(b. North Attleboro, Massachusetts, 3 Nov. 1884; d. Hollywood, Florida, 6 Mar. 1968)
US; member of the US House of Representatives 1925–67 The son of a blacksmith, Martin worked as a journalist after attending high school. In 1908 he bought the North Attleboro Evening Chronicle and in 1912 was elected to the Massachusetts House of Representatives, where he served until 1914, when he was elected to the state Senate. In 1917 he became chairman of the Massachusetts Legislative Campaign Committee and was from 1922 to 1925 executive secretary of the Republican State Committee. Elected to the US House of Representatives in 1925, Martin became minority leader in 1939, a position he held until 1959. From 1940 to 1942 Martin combined the role of minority leader of the House with the chairmanship of the Republican National Committee. With the Republican congressional victory of 1946, he served as Speaker in the ‘do-nothing Eightieth Congress’ (1947–49), a role he occupied again when Republicans enjoyed a majority in the House from 1953 to 1955.

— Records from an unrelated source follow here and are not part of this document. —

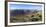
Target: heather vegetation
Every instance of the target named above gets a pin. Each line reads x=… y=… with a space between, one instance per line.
x=25 y=15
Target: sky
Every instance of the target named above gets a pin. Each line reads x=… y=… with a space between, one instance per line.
x=24 y=6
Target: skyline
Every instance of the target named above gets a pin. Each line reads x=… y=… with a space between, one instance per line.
x=24 y=6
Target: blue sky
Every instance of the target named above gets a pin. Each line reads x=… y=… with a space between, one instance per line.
x=24 y=6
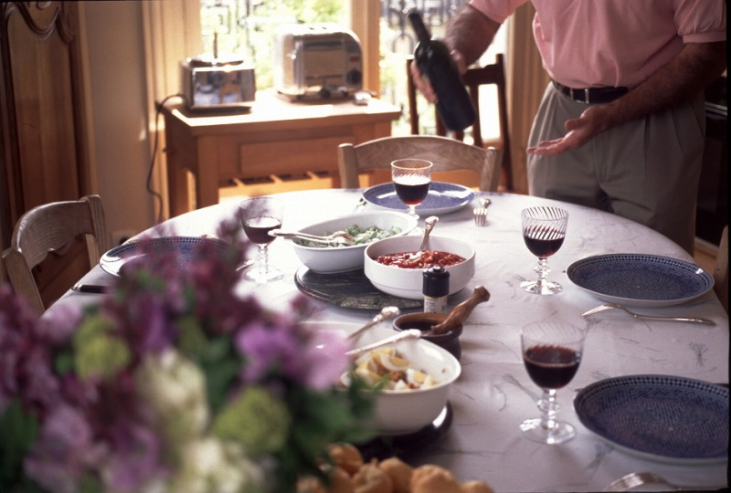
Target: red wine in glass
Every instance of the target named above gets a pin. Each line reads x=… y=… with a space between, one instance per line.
x=257 y=229
x=544 y=247
x=411 y=179
x=412 y=191
x=260 y=215
x=551 y=367
x=551 y=355
x=544 y=229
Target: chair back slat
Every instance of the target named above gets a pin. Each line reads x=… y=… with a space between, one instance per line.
x=447 y=155
x=52 y=228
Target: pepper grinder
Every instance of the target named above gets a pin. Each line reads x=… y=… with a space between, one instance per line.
x=436 y=289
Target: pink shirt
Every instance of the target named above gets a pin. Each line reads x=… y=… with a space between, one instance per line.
x=593 y=43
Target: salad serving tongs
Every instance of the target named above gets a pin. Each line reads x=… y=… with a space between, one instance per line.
x=340 y=237
x=611 y=306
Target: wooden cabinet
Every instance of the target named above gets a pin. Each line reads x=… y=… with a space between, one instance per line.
x=42 y=129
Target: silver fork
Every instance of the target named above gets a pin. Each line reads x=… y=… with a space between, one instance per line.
x=611 y=306
x=480 y=213
x=635 y=479
x=360 y=205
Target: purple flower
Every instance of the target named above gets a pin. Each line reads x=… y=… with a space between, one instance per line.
x=314 y=359
x=136 y=457
x=63 y=452
x=268 y=348
x=324 y=360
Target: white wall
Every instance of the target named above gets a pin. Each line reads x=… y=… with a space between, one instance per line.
x=118 y=113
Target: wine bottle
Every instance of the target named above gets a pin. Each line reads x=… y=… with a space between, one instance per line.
x=436 y=64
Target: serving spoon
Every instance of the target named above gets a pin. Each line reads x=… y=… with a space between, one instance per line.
x=635 y=479
x=340 y=237
x=386 y=313
x=611 y=306
x=430 y=222
x=401 y=336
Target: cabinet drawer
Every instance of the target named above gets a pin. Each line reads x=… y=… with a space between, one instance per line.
x=290 y=156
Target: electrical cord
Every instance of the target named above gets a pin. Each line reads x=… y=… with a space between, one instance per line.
x=155 y=194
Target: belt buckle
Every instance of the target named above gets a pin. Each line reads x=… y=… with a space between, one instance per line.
x=576 y=94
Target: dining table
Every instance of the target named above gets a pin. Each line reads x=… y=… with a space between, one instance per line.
x=494 y=394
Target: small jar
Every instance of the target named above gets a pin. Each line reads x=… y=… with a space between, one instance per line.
x=435 y=289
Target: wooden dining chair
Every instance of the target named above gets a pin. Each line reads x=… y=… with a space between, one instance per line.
x=473 y=79
x=50 y=228
x=720 y=270
x=447 y=155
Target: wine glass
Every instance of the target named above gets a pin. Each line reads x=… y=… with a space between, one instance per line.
x=544 y=229
x=411 y=179
x=551 y=354
x=259 y=216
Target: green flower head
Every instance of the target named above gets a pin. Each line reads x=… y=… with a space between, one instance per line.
x=256 y=419
x=101 y=356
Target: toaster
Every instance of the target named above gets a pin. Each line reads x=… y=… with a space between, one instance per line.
x=211 y=82
x=317 y=61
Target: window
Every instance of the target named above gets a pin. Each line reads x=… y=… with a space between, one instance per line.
x=246 y=28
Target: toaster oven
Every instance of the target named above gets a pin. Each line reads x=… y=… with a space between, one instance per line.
x=317 y=61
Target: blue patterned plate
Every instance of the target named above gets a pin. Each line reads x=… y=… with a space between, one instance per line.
x=146 y=250
x=442 y=199
x=640 y=279
x=662 y=418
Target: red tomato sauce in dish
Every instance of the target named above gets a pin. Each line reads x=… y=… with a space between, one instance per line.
x=420 y=260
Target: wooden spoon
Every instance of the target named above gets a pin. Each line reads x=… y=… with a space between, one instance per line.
x=460 y=312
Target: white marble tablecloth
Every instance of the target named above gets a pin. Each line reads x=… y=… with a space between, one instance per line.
x=494 y=394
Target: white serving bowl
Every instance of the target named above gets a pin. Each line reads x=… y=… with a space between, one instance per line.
x=408 y=283
x=330 y=260
x=400 y=412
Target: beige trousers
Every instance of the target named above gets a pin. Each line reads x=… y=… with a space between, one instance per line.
x=646 y=170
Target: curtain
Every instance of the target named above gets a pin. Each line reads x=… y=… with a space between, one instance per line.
x=526 y=81
x=172 y=34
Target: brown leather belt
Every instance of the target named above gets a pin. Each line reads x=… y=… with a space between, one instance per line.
x=592 y=95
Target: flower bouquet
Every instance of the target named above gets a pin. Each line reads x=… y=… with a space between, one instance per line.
x=170 y=383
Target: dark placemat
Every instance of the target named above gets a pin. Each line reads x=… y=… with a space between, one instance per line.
x=348 y=290
x=408 y=445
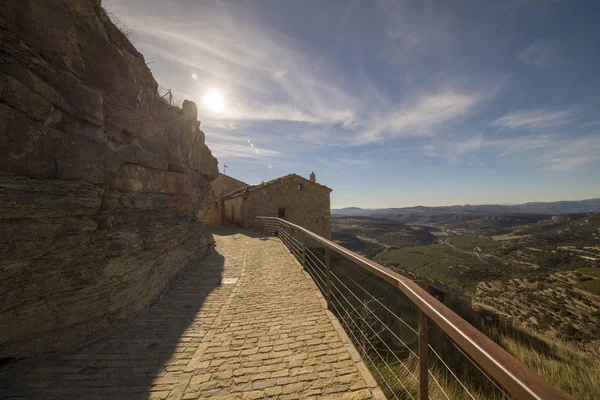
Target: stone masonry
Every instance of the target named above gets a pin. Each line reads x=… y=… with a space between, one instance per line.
x=306 y=203
x=246 y=324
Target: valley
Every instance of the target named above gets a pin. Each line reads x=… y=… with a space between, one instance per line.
x=539 y=272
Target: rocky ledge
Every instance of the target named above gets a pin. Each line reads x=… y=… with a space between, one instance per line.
x=103 y=185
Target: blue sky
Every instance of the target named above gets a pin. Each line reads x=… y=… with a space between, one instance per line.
x=391 y=103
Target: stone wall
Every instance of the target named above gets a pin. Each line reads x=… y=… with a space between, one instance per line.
x=103 y=186
x=223 y=184
x=309 y=207
x=234 y=211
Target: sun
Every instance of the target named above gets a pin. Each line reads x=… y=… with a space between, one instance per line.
x=214 y=101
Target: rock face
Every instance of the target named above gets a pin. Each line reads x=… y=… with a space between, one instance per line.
x=103 y=185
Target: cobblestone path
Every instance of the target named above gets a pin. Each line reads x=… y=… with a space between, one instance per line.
x=245 y=323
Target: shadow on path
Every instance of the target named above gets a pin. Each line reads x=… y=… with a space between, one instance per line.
x=142 y=359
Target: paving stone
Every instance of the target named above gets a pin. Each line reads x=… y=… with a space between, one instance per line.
x=266 y=335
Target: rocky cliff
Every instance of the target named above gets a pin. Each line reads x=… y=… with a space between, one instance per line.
x=103 y=185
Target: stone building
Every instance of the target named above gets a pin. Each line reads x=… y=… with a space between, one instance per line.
x=291 y=197
x=221 y=186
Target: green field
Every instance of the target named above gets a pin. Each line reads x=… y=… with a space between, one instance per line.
x=459 y=270
x=591 y=271
x=592 y=286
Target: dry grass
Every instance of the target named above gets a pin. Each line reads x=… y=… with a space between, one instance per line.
x=572 y=371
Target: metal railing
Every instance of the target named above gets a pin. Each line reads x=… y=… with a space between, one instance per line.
x=415 y=346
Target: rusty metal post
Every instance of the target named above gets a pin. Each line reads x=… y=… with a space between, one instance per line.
x=303 y=250
x=328 y=266
x=423 y=357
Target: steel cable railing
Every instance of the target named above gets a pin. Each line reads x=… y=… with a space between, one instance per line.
x=387 y=315
x=295 y=246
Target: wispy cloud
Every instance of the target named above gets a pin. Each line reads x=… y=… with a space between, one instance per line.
x=228 y=150
x=549 y=152
x=544 y=53
x=535 y=119
x=424 y=115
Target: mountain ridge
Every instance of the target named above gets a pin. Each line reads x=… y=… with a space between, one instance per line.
x=555 y=207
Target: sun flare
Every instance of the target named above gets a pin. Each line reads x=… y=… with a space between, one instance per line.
x=214 y=101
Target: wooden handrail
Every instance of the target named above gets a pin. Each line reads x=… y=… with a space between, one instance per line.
x=513 y=375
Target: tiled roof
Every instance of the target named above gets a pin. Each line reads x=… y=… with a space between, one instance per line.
x=262 y=185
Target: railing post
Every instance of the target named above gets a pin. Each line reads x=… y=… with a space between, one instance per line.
x=423 y=357
x=303 y=250
x=328 y=277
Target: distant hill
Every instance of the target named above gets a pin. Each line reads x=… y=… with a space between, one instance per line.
x=556 y=207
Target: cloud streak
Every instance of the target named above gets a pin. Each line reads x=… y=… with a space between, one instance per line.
x=544 y=53
x=535 y=119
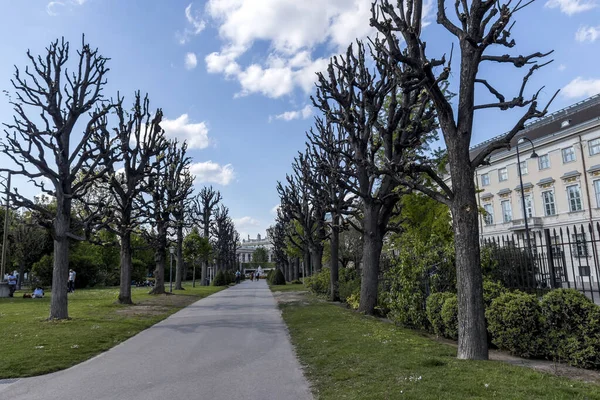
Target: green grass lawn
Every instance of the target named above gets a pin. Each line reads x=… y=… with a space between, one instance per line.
x=288 y=287
x=33 y=346
x=350 y=356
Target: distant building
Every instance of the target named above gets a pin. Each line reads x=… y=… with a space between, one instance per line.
x=248 y=246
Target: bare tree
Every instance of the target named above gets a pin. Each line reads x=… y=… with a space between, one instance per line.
x=204 y=207
x=50 y=103
x=139 y=142
x=477 y=27
x=384 y=121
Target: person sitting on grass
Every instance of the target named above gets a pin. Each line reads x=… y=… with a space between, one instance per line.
x=38 y=293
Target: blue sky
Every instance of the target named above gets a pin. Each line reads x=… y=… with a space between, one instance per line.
x=234 y=76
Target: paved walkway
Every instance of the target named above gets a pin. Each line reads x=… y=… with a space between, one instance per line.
x=231 y=345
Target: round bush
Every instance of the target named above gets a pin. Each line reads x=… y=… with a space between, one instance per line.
x=514 y=323
x=449 y=314
x=566 y=314
x=277 y=278
x=435 y=302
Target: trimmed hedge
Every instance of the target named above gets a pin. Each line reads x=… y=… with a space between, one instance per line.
x=514 y=322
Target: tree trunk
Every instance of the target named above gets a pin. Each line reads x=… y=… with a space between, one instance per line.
x=372 y=245
x=179 y=270
x=60 y=272
x=472 y=335
x=125 y=287
x=159 y=258
x=334 y=248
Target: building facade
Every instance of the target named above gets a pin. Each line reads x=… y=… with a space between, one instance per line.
x=248 y=246
x=561 y=186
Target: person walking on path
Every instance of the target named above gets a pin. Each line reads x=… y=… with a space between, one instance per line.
x=12 y=284
x=71 y=283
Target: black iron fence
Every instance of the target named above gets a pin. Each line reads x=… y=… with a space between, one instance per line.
x=566 y=257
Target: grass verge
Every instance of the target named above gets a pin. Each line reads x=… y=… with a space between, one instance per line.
x=349 y=356
x=34 y=346
x=288 y=287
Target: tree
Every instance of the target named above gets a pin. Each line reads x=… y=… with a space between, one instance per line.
x=139 y=141
x=50 y=103
x=204 y=206
x=478 y=27
x=384 y=121
x=260 y=255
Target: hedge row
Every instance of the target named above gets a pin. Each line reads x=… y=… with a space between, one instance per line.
x=563 y=325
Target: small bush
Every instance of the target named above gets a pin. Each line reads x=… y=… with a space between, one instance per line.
x=449 y=314
x=435 y=302
x=514 y=323
x=220 y=279
x=567 y=314
x=277 y=278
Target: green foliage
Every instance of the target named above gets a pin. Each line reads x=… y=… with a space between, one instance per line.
x=319 y=283
x=492 y=290
x=260 y=255
x=566 y=313
x=449 y=314
x=435 y=302
x=277 y=278
x=42 y=270
x=514 y=322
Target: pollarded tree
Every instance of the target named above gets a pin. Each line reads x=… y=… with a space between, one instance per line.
x=139 y=142
x=384 y=121
x=478 y=26
x=204 y=208
x=50 y=103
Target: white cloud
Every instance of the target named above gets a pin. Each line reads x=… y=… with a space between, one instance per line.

Martin played a key part in the ‘conservative coalition’. He was able to unite Republicans and conservative southern Democrats to curb the expansion of federal government and to limit the impact of liberal legislative initiatives. In 1946 he helped to pass the Taft-Hartley Act, limiting the power of organized labour, over President Truman's veto. For many on his own side his leadership style was too autocratic and there were suspicions that his friendly relationship with Democratic Speaker Sam Rayburn limited Republican effectiveness in Congress. Discontent with the Republican electoral and legislative performance combined with concern about the neglect of the party's Policy Committee to remove him from the leadership in 1959. In 1966 Martin failed to be renominated and he died two years later.